Engineering education: Smart camera helps equip students for success
To better equip graduates for success in modern manufacturing environments, the College of Engineering at Boston University (Boston, MA, USA; www.bu.edu), upgraded its Ebner Automated Design and Manufacturing Facility (ADMF), part of the Engineering Product Innovation Center, last year. The center includes multiple robotic arms, Computer Numerical Control (CNC) machines, and a vision station anchored by a BOA smart camera with embedded iNspect software from Teledyne DALSA (Waterloo, ON, Canada; www.teledynedalsa.com).
The ADMF is integral to the Mechanical Engineering Department's Automation and Manufacturing Methods class, which introduces students to concepts and practices of modern manufacturing, including digital imaging and machine vision. "In the Automation and Manufacturing Methods class, a comprehensive series of laboratory exercises gives students practical experience," explains Peter Zink, mechanical engineering lecturer and research assistant professor at Boston University. "BU's College of Engineering offers a unique concentration in manufacturing, and hands-on opportunities with this equipment provides skills in high demand."
Before integrating the BOA smart camera into the ADMF, the facility relied on a simple web camera to perform 'inspections' of the final products generated during each lab exercise, according to Zink, which was not typical of what students would see in state-of-the-art manufacturing environments. Today, Teledyne DALSA's vision system supports the inspection and quality control components of each lab exercise. For example, in one lab exercise, students leverage the ADMF's CAD software to develop a program in which a UR5 robotic arm operates a CNC mill to cut the letters "BU" into a rectangular block. The block is made up of two horizontal sections of colored plastic, and the objective is to cut deeply enough that the lighter color at the bottom serves as the background for the letters.
As each block is completed, the vision system validates the quality and measurement of each cut, checking for flaws. In a second part of the exercise, blocks are sorted onto pallets based on whether they have passed or failed the inspection. Each pallet is marked with a barcode, and students use the vision system's barcode reader to ensure accuracy.
In a second lab exercise designed to demonstrate statistical process control, robots are programmed to print a student's name on a sheet of paper with a rubber stamp. The process is repeated dozens of times and the vision system captures an image of each print and completes an analysis to ensure that the resulting "splotch" is within the normal variation expected with the program.

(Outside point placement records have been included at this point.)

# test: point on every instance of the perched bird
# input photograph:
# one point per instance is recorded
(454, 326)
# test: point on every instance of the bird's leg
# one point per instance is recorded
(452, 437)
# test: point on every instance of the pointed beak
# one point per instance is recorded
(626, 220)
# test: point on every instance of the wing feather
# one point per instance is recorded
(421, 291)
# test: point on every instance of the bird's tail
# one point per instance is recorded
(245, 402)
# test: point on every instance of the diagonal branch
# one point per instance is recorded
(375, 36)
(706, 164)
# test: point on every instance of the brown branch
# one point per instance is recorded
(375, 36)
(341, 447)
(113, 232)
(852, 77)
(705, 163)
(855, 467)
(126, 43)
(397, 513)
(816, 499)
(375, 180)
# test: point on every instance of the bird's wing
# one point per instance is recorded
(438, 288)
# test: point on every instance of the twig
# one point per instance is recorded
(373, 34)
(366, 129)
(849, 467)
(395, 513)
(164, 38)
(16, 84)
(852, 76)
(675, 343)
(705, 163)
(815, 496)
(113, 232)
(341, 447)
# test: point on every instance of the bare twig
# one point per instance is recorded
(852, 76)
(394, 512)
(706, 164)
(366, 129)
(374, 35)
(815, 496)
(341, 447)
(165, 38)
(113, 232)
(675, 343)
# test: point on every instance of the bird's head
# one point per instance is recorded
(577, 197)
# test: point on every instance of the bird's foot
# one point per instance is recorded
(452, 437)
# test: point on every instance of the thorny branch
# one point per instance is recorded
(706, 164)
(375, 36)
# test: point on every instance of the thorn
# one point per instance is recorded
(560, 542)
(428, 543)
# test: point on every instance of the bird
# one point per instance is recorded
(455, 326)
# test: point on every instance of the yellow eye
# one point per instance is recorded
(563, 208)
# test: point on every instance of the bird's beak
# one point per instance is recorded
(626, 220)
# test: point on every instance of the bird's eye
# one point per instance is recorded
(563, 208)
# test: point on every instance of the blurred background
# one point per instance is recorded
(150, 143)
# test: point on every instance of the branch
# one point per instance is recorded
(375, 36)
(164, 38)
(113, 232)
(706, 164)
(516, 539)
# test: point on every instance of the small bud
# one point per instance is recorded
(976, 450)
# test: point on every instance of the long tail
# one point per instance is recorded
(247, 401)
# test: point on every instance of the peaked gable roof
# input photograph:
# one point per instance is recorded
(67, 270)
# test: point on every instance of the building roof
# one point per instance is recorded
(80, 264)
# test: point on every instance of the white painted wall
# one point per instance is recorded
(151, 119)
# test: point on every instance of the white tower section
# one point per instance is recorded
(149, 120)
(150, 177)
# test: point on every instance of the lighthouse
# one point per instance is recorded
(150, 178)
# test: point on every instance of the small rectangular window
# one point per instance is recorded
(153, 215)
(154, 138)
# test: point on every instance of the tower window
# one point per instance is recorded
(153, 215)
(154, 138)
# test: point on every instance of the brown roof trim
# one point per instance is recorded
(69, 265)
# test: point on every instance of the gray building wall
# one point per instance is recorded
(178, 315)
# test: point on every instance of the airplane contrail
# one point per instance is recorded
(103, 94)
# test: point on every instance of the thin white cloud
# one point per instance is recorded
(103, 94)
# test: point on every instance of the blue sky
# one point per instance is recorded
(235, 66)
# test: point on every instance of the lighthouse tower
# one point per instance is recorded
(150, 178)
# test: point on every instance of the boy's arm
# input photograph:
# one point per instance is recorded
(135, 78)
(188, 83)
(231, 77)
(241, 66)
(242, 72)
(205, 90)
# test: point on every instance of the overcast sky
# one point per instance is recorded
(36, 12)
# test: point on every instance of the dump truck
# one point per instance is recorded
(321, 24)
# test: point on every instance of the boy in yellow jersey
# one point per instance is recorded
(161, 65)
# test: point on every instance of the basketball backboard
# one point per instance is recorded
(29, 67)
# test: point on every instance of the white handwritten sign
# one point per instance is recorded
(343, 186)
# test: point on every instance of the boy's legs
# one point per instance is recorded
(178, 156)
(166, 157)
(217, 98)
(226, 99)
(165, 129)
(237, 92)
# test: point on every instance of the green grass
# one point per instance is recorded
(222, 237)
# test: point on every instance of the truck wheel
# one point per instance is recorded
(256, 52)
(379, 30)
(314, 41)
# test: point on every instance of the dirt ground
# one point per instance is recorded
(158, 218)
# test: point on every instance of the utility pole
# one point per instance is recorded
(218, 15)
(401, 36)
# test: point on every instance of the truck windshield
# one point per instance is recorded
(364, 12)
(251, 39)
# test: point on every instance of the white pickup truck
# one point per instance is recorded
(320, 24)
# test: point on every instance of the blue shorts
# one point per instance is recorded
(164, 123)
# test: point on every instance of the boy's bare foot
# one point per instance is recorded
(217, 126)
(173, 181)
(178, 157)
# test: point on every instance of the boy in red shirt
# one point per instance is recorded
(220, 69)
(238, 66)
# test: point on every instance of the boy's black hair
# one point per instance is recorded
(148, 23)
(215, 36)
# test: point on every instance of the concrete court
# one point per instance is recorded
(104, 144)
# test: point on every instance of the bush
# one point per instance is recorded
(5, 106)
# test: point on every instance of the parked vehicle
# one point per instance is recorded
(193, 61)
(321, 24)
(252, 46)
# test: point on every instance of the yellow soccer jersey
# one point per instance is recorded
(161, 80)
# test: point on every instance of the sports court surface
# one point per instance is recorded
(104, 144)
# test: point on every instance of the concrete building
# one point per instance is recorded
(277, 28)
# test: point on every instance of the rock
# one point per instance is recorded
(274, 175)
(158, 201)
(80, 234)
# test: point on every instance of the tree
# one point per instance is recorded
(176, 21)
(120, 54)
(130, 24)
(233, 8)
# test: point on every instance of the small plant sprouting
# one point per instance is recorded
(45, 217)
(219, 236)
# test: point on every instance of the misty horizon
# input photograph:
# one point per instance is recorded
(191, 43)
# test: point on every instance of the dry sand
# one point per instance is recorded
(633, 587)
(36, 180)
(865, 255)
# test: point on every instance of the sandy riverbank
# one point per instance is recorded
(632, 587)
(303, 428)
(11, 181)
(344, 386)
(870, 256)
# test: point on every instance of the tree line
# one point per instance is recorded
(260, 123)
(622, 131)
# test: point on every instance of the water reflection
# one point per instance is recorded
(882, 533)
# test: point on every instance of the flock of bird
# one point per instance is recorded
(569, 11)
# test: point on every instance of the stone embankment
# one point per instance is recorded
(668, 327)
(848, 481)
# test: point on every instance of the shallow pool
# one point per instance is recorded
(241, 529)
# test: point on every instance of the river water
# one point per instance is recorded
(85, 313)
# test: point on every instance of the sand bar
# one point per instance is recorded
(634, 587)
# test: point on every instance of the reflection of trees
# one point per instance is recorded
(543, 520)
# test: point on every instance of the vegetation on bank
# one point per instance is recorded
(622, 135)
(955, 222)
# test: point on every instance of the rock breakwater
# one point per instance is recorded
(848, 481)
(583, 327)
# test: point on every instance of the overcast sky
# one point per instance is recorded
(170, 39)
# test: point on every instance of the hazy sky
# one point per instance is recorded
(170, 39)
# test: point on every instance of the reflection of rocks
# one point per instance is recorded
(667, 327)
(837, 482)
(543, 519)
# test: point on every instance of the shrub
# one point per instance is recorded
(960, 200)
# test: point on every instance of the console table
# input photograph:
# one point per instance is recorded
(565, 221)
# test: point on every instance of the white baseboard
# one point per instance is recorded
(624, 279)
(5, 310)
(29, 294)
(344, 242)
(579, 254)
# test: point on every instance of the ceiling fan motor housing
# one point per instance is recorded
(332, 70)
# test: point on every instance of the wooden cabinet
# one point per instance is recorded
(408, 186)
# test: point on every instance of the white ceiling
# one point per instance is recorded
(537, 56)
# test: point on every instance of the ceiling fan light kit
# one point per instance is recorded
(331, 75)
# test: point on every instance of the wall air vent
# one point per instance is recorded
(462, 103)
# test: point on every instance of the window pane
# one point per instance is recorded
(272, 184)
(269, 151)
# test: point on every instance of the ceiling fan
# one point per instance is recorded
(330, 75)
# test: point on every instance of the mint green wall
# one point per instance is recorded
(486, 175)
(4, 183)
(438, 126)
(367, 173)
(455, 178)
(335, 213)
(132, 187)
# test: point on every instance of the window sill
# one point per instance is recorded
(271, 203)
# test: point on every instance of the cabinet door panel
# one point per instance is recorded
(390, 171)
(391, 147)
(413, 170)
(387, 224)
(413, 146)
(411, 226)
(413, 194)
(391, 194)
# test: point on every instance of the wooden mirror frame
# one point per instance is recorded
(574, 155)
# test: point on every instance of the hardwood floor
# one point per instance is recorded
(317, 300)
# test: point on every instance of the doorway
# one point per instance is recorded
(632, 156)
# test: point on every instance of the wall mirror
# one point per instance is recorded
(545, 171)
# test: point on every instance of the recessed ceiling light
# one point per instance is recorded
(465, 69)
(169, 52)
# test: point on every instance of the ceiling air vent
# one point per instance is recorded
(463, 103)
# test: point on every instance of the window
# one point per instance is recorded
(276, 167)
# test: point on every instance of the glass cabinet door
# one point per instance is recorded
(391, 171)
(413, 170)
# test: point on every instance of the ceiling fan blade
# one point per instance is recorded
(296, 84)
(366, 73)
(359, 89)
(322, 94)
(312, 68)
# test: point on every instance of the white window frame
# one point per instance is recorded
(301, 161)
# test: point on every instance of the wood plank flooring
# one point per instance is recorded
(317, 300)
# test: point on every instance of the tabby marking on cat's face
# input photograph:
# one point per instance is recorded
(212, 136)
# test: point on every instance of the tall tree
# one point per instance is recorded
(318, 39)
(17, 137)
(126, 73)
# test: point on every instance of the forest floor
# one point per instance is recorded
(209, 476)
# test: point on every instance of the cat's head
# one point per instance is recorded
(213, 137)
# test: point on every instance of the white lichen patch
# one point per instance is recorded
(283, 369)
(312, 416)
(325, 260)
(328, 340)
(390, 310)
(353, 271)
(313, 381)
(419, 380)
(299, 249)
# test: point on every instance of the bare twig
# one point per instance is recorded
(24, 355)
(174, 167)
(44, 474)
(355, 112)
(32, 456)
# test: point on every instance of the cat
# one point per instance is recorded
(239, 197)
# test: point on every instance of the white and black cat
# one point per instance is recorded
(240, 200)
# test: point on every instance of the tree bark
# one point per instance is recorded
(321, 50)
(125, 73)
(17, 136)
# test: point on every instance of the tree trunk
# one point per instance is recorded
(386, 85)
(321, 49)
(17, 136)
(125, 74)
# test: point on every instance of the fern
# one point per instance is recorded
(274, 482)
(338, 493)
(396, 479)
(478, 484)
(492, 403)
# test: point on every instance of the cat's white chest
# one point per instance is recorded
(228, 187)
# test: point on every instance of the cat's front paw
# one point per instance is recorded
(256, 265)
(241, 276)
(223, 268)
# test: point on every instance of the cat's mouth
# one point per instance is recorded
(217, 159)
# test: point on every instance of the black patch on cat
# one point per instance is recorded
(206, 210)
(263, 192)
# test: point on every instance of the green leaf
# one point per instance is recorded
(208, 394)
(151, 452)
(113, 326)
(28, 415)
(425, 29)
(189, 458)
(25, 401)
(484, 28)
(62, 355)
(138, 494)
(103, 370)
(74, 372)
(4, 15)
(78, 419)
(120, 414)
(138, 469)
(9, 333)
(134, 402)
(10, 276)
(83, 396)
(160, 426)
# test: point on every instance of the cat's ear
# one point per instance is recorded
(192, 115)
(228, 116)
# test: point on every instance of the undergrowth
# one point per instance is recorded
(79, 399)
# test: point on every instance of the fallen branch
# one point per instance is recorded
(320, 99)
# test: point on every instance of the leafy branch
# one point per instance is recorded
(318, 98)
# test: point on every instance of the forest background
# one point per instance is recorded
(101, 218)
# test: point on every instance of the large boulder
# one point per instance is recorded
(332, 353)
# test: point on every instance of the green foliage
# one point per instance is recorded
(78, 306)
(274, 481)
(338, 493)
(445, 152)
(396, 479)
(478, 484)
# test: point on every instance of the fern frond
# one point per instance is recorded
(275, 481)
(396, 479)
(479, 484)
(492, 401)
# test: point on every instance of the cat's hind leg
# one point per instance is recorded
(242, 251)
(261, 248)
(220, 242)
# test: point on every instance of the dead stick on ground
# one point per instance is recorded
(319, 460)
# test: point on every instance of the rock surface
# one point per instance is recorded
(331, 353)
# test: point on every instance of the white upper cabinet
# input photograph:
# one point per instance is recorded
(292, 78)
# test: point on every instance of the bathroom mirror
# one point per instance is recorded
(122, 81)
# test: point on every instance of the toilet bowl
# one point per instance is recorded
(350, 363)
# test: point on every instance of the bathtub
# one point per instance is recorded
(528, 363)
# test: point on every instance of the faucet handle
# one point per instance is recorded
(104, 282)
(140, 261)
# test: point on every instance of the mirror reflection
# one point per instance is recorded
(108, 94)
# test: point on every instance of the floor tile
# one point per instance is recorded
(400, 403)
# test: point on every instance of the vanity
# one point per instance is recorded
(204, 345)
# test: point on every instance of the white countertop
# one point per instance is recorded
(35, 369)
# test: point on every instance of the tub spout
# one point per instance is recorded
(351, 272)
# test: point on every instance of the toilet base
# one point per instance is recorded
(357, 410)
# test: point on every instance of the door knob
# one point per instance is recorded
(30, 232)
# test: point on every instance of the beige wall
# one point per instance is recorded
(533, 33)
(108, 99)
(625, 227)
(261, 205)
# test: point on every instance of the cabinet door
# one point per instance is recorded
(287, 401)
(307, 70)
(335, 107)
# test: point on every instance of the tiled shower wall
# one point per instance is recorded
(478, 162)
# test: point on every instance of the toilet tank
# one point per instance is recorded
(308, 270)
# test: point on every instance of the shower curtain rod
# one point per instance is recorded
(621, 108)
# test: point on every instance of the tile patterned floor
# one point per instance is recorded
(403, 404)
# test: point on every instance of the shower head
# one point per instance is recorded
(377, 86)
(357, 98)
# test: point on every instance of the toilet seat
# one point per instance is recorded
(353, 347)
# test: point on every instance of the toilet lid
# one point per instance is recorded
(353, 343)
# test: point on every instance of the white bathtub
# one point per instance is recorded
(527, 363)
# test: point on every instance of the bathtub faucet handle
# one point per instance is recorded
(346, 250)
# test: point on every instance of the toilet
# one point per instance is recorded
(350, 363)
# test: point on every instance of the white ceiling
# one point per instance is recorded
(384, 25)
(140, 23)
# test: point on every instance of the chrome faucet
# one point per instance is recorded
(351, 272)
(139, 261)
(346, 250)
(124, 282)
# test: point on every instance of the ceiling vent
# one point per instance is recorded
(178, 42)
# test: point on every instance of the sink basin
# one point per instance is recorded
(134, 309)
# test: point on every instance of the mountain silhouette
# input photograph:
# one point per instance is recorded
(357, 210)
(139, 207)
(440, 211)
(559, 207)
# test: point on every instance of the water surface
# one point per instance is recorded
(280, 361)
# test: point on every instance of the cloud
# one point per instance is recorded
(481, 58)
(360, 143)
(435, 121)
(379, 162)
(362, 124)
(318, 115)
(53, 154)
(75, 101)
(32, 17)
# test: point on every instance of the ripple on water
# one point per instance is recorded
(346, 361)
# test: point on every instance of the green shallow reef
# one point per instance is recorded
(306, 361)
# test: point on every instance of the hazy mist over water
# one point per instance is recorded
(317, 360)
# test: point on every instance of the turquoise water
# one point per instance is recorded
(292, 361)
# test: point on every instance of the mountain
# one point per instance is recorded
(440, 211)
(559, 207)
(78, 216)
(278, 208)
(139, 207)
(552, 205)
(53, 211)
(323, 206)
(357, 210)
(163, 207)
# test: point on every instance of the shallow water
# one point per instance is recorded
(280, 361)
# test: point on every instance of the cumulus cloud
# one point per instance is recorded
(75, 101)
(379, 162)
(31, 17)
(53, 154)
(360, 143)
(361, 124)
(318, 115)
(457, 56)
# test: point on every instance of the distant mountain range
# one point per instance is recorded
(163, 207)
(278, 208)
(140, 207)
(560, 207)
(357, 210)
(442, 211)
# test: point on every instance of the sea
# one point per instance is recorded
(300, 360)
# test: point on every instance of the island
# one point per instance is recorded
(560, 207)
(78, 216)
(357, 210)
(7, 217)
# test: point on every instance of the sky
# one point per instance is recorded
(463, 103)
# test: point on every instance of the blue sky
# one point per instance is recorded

A third lab exercise teaches statistics as students write a program to estimate results. When a robot repeatedly rolls a pair of dice, the vision system reads the numbers off the dice, then calculates and presents the total.
"The BOA smart camera's small, flexible footprint and 'smart' capabilities-self-contained in one package-make it ideal for our environment," Zink says. "It's very efficient to operate and is incredibly fast: in the lab exercise that uses dice, the dice have barely stopped moving when the camera provides the total. Thanks to Teledyne DALSA's donation, our students are gaining experience with cutting-edge vision technology. When they enter a real-world manufacturing environment and an employer asks them to increase efficiency or reduce the defect rate on a manufacturing line, the technology will be familiar enough to them that they will know where to start."
The first 50 students to take advantage of Teledyne DALSA's BOA smart camera in the Automated Design and Manufacturing Lab recently graduated, joining past graduates at companies like L'Oréal, Tesla, Electric Boat, Saint-Gobain, General Electric, and others.
"It would be impossible to build an entire factory on campus, but we are able to expose students to common factory elements so that our graduates will be familiar with challenges they might encounter on any factory floor," Zink concludes. "We're grateful that Teledyne DALSA was able to provide us with the BOA smart camera with iNspect software, which has already helped students gain experience in using machine vision technology in a contemporary manufacturing environment."
About the Author
John Lewis
John Lewis is a former editor in chief at Vision Systems Design. He has technical, industry, and journalistic qualifications, with more than 13 years of progressive content development experience working at Cognex Corporation. Prior to Cognex, where his articles on machine vision were published in dozens of trade journals, Lewis was a technical editor for Design News, the world's leading engineering magazine, covering automation, machine vision, and other engineering topics since 1996. He currently is an account executive at Tech B2B Marketing (Jacksonville, FL, USA).